Clark turned sharply.
“Eh?” said he, “did you have a hand in this, too?”
“Peste!” cried the Captain, “the little ferret—you call him—he find me on the prairie. I run to catch him with some men and fall into the crick—” he pointed to his soaked leggings, “and your demons, they fall on top of me.”
“I wish to heaven you had caught Lamothe instead, Davy,” said the Colonel, and joined despite himself in the laugh that went up. Falling sober again, he began to question the prisoner. Where was Lamothe? Pardieu, Maisonville could not say. How many men did he have, etc., etc.? The circle about us deepened with eager listeners, who uttered exclamations when Maisonville, between his answers, put up his hand to his bleeding head. Suddenly the circle parted, and Captain Bowman came through.
“Ray has discovered Lamothe, sir,” said he. “What shall we do?”
“Let him into the fort,” said Clark, instantly.
There was a murmur of astonished protest.
“Let him into the fort!” exclaimed Bowman.
“Certainly,” said the Colonel; “if he finds he cannot get in, he will be off before the dawn to assemble the tribes.”
“But the fort is provisioned for a month,” Bowman expostulated; “and they must find out to-morrow how weak we are.”

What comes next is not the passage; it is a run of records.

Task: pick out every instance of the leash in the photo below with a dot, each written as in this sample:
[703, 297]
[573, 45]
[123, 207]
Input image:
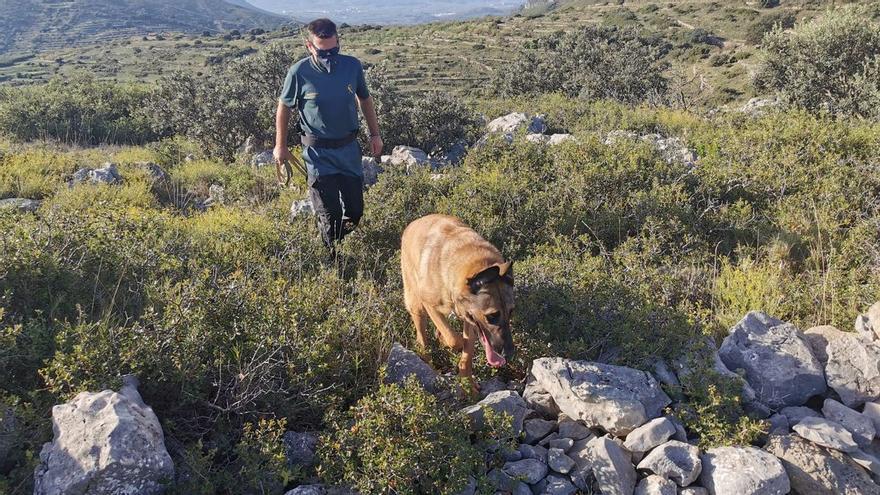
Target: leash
[288, 169]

“To-morrow will be too late,” said Clark.
“And suppose he shouldn’t go in?”
“He will go in,” said the Colonel, quietly. “Withdraw your men, Captain, from the north side.”
Captain Bowman departed. Whatever he may have thought of these orders, he was too faithful a friend of the Colonel’s to delay their execution. Murmuring, swearing oaths of astonishment, man after man on the firing line dropped his rifle at the word, and sullenly retreated. The crack, crack of the Deckards on the south and east were stilled; not a barrel was thrust by the weary garrison through the logs, and the place became silent as the wilderness. It was the long hour before the dawn. And as we lay waiting on the hard ground, stiff and cold and hungry, talking in whispers, somewhere near six of the clock on that February morning the great square of Fort Sackville began to take shape. There was the long line of the stockade, the projecting blockhouses at each corner with peaked caps, and a higher capped square tower from the centre of the enclosure, the banner of England drooping there and clinging forlorn to its staff, as though with a presentiment. Then, as the light grew, the close-lipped casements were seen, scarred with our bullets. The little log houses of the town came out, the sapling palings and the bare trees,—all grim and gaunt at that cruel season. Cattle lowed here and there, and horses whinnied to be fed.
It was a dirty, gray dawn, and we waited until it had done its best. From where we lay hid behind log house and palings we strained our eyes towards the prairie to see if Lamothe would take the bait, until our view was ended at the fuzzy top of a hillock. Bill Cowan, doubled up behind a woodpile and breathing heavily, nudged me.